Proprio mentre si agita il fantasma della Carige, il Monte dei Paschi torna a fare paura. Il titolo della banca senese ieri ha perso più del 10% in Piazza Affari, fermandosi a 1,3 euro. Ad accendere la nuova miccia è stata la Bce che, venerdì a mercati chiusi, ha diffuso un'anteprima dell'esame «Srep», cui viene annualmente sottoposta ogni banca e con cui dopo avere analizzato rischi, strategie e governance, la Vigilanza Ue assegna a ogni istituto una soglia minima di patrimonio considerata ottimale.

Nella bozza, Francoforte solleva dubbi sulla capacità della banca di attuare il piano di ristrutturazione. E raccomanda a Siena non solo di migliorare la redditività ma anche di svalutare completamente entro il 2026 (oppure spiegare perché non lo fanno) i nuovi flussi di sofferenze e lo stock di crediti deteriorati in essere allo scorso marzo, con un impatto potenziale che potrebbe oscillare - secondo le stime degli analisti - tra gli 8,7 e gli 1,1 miliardi. Una bella pressione per il Monte che l'ad Marco Morelli sta tentando di far tornare una banca «normale» dopo l'intervento dello Stato.

Ma a tremare è l'intero comparto del credito che teme un pugno duro della Bce applicato a tutto il sistema. Il Creval ha così ceduto in Borsa il 5,5%, Bper il 3,8%, il Banco Bpm il 2,3%, Unicredit quasi due punti e Intesa Sanpaolo l'1,4 per cento. La versione originale del cosiddetto «Addendum» sui crediti difficili promosso dall'allora capo della Vigilanza Ue, Daniéle Nouy prevedeva la svalutazione dello stock di deteriorati entro sette anni. Poi dopo l'altolà del Parlamento europeo (che aveva accusato la Nouy di sconfinare nel campo legislativo, di competenza di Bruxelles) era stata superata da una versione più leggera proposta dalla Commissione Ue che prevede la svalutazione solo dei nuovi flussi. Il messaggio inviato venerdì a Mps lascia però intendere che la Vigilanza potrebbe utilizzare un approccio differente caso per caso.

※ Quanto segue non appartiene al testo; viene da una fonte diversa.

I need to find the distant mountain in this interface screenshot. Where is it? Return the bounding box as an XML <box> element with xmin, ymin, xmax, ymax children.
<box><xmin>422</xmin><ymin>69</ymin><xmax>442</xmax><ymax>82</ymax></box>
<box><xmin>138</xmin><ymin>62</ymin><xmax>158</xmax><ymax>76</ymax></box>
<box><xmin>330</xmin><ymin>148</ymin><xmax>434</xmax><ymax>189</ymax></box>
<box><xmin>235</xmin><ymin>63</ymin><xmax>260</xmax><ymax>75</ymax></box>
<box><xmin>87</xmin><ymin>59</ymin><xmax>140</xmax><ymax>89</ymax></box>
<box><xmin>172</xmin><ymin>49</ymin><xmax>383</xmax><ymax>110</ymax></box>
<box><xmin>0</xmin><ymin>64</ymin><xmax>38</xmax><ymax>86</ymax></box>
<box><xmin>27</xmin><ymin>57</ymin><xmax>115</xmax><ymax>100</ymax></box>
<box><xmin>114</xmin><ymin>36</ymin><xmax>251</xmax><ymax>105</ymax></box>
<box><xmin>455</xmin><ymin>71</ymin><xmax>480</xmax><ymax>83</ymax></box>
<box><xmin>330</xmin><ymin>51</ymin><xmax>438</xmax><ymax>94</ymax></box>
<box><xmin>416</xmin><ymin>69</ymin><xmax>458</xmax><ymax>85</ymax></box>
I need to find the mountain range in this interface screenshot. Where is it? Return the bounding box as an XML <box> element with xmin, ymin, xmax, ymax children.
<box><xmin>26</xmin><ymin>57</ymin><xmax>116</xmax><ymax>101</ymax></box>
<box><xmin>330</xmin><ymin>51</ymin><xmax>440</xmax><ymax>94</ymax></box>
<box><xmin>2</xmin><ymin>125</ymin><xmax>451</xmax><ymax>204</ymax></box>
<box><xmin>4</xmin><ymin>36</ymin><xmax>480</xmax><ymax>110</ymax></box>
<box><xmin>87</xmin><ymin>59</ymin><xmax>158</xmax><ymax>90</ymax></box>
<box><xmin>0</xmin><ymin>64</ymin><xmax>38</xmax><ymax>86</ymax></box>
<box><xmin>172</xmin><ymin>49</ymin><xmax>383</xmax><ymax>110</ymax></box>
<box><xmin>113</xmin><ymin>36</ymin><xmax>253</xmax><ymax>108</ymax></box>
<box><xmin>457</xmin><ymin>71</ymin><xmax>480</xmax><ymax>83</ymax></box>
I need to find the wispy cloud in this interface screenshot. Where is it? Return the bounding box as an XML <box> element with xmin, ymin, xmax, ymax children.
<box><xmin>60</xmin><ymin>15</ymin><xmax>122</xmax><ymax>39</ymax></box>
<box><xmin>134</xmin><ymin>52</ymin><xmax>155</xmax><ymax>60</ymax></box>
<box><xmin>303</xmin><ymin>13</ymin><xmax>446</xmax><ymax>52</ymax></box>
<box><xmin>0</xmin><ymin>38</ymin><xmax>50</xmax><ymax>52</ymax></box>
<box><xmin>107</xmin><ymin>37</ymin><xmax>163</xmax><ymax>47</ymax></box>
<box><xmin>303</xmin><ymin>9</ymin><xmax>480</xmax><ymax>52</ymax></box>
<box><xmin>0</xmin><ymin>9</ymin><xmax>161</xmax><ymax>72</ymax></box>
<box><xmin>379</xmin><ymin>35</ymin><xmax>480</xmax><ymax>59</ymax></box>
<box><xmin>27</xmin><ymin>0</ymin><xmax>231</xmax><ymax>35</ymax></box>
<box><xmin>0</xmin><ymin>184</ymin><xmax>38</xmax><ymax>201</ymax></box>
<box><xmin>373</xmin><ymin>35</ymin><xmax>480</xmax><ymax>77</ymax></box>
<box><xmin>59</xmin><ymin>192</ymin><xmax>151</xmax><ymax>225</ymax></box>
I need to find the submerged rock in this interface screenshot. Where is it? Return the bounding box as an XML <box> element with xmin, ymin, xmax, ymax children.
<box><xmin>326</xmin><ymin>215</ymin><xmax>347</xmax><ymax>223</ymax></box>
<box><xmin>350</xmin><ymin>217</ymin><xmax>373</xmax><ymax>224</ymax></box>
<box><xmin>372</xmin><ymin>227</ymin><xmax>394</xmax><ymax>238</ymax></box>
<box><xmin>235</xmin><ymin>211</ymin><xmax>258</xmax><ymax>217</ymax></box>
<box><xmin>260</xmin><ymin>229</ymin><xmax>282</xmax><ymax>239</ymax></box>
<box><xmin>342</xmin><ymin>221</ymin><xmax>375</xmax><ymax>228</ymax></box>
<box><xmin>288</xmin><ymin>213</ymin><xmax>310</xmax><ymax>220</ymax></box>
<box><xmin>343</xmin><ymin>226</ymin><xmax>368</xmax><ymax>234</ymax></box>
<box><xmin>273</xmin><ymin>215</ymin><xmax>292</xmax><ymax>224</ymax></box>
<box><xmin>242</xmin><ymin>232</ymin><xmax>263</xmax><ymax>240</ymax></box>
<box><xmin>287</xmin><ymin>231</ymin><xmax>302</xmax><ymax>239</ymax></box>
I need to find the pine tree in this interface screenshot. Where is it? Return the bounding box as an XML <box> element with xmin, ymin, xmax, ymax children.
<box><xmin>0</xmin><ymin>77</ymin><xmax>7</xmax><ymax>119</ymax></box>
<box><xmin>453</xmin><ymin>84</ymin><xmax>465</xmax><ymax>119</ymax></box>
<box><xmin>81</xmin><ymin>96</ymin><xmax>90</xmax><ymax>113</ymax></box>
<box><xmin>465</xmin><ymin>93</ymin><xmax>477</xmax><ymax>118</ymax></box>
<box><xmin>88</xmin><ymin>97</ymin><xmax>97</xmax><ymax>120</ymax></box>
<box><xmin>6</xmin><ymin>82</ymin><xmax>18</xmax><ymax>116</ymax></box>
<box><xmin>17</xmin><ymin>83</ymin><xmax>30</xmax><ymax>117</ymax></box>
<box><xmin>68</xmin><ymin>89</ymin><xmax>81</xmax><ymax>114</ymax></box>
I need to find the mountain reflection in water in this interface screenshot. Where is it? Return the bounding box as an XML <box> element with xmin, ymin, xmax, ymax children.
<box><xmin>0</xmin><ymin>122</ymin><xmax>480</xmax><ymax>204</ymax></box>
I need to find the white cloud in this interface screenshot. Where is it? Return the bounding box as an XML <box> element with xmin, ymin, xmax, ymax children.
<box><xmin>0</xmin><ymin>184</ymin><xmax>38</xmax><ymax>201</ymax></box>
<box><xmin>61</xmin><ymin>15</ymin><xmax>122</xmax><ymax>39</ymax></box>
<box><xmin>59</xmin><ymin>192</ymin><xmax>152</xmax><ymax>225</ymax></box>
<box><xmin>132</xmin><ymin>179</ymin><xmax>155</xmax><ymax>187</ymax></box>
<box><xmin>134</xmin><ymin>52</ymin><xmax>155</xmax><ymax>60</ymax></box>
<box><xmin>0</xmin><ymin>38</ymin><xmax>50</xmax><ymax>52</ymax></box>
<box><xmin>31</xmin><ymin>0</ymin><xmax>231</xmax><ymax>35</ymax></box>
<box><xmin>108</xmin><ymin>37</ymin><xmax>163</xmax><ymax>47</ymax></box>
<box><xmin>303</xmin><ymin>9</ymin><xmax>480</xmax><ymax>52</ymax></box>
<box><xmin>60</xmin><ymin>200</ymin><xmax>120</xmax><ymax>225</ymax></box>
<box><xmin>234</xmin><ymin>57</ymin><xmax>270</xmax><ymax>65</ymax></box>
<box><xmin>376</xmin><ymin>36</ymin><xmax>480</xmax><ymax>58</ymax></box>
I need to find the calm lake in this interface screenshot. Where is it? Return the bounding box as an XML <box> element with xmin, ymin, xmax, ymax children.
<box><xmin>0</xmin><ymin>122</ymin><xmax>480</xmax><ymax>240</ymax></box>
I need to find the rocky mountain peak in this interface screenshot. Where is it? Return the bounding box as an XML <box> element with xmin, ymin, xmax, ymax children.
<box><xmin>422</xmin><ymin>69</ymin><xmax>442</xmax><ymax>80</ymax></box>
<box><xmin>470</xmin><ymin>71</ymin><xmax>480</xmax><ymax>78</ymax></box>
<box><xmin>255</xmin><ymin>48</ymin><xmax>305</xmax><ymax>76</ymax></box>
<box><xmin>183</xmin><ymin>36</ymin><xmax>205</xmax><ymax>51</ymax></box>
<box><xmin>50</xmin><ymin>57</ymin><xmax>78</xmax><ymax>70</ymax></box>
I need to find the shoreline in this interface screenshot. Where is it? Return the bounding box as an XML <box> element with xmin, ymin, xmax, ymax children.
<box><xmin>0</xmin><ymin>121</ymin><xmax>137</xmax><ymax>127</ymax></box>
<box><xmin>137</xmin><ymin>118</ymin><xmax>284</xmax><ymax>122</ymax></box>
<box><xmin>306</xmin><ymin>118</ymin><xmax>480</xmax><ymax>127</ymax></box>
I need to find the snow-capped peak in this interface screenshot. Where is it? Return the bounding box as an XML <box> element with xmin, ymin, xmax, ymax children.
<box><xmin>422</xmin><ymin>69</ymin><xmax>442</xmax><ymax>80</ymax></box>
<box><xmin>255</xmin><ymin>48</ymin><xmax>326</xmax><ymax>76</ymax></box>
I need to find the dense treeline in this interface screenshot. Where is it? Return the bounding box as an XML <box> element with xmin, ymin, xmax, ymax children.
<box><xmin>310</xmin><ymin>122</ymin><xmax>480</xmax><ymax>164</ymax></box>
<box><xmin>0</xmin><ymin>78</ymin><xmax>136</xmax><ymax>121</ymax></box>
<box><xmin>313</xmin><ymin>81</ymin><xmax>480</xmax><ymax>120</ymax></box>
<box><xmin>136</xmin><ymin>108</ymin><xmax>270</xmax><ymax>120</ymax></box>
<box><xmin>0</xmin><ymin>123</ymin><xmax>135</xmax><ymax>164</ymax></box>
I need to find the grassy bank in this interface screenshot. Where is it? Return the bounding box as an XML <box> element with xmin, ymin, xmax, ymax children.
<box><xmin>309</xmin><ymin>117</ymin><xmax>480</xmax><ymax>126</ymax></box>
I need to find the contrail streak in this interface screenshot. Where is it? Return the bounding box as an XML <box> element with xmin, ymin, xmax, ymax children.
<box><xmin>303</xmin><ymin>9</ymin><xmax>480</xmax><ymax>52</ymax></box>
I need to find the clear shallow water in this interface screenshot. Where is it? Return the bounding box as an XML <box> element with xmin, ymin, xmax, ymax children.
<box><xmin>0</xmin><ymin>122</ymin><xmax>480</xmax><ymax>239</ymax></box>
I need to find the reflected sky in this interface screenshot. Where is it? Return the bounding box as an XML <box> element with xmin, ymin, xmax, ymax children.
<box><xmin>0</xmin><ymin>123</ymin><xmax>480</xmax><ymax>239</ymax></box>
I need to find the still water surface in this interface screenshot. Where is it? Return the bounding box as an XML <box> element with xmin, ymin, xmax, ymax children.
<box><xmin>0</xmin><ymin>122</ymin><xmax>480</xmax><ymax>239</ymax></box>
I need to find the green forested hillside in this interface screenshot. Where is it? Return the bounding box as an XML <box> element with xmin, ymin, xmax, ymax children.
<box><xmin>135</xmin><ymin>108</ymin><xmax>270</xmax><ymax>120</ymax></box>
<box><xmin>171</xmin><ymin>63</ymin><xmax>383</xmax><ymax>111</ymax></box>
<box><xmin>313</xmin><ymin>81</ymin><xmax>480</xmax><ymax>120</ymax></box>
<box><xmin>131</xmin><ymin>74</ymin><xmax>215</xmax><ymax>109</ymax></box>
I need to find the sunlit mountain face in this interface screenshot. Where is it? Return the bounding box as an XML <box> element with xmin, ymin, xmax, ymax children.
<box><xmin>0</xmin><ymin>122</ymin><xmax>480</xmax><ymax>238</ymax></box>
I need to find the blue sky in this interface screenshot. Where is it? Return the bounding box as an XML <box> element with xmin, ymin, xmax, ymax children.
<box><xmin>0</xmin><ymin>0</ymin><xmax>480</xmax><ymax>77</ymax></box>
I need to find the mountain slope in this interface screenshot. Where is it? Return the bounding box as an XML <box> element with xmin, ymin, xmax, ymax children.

Non è stata solo la stretta regolamentare a far salire la tensione nelle sale operative sul titolo del Monte. Ci ha messo lo zampino anche la politica. O meglio un esponente di quel governo che oggi, attraverso il Tesoro, controlla quasi il 70% di Rocca Salimbeni. Domenica il sottosegretario alla presidenza del Consiglio, Giancarlo Giorgetti, ha detto che «entro due o tre mesi» il governo sarà chiamato «a fare delle scelte» sulla destinazione futura della banca, visto che si è impegnato con la Bce e l'Ue a procedere con una fusione entro giugno di quest'anno. Gli accordi presi con Bruxelles e Francoforte prevedono l'uscita del socio pubblico entro il 2021. Ma il vero obiettivo, come scriveva Il Giornale a maggio dell'anno scorso, è chiudere la partita sul Monte prima della fine del mandato di Mario Draghi al vertice della Bce, atteso in autunno. Tradotto: preparare l'istituto senese per un'aggregazione nei primi mesi del 2019 in modo da sottoporre l'operazione all'assemblea dei soci sul bilancio fissata in primavera. L'accelerazione, ipotizzata prima ancora che i gialloverdi arrivassero a Palazzo Chigi, è dunque confermata dalle parole di Giorgetti. Che «stressando» lo stato di salute di Montepaschi, questa l'interpretazione raccolta ieri da fonti romane, starebbe preparando il terreno per una soluzione a due problemi: Mps, appunto, e Carige. Con l'assist di un cavaliere, meglio se privato, che magari le salvi tutte e due.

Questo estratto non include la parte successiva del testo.